Les lois naturelles et leur immuabilité, les vérités et leurs évidences ne sont peut-être qu’une suggestion, une suggestion pareille à celle que subit un coq, si l’on trace autour de lui un trait à la craie. Le coq ne pourra sorti de ce cercle, comme s’il s’agissait d’un mur et non d’une ligne. Si le coq savait raisonner et exprimer ses pensées en paroles, il aurait créé une théorie de la connaissance, disserterait sur les évidences et considérerait le trait de craie comme la limite de l’expérience possible. Il faut donc lutter contre les principes de la connaissance scientifique, non plus au moyen d’arguments, mais en employant d’autres armes. Les arguments pouvaient servir tant que nous admettions les prémisses dont ils découlaient, mais puisque nous n’y croyons plus, il faut chercher autre chose. (p. 41)

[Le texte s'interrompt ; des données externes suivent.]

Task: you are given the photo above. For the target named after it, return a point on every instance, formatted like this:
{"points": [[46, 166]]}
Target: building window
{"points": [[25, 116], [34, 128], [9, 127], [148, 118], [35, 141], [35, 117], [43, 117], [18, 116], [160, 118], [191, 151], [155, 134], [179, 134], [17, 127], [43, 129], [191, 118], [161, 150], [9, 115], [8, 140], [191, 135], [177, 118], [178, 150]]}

On pourrait dire de même que pas un parmi les savants influents (historiens, botanistes, géologues) ne se contente de citer des faits, mais que tous se réfèrent à l’autorité de la raison. Même Jésus, pour se faire entendre, se voyait obligé d’invoquer l’Écriture ; les premiers chrétiens et Luther étaient dans l’obligation d’agir de même. Si l’historien Harnack avait parlé ainsi, le fait qu’il signale aurait acquis une toute autre signification. Il serait alors apparu brusquement que les hommes n’ont jamais pu admettre la foi de Jésus, ni même celle de Luther, qu’il est impossible d’enseigner la foi, que la foi ne peut agir, c’est-à-dire déterminer les événements historiques, que ce que les hommes, la conscience commune appellent « foi puissante » ne ressemble aucunement à cette foi que possédaient Jésus et même Luther, mais se réduit à un ensemble de règles, de principes, auxquels tous obéissent et que tous vénèrent parce que personne ne sait d’où ils proviennent, et, qu’enfin, les hommes n’ont nullement besoin de cette foi, mais qu’ils aspirent à l’autorité et à l’ordre, lequel ordre apparaît d’autant plus immuable que son origine est incompréhensible. Ainsi les hommes croient à la raison, à la science, et considèrent que le châtiment ne menace que ceux qui méprisent la raison et la science.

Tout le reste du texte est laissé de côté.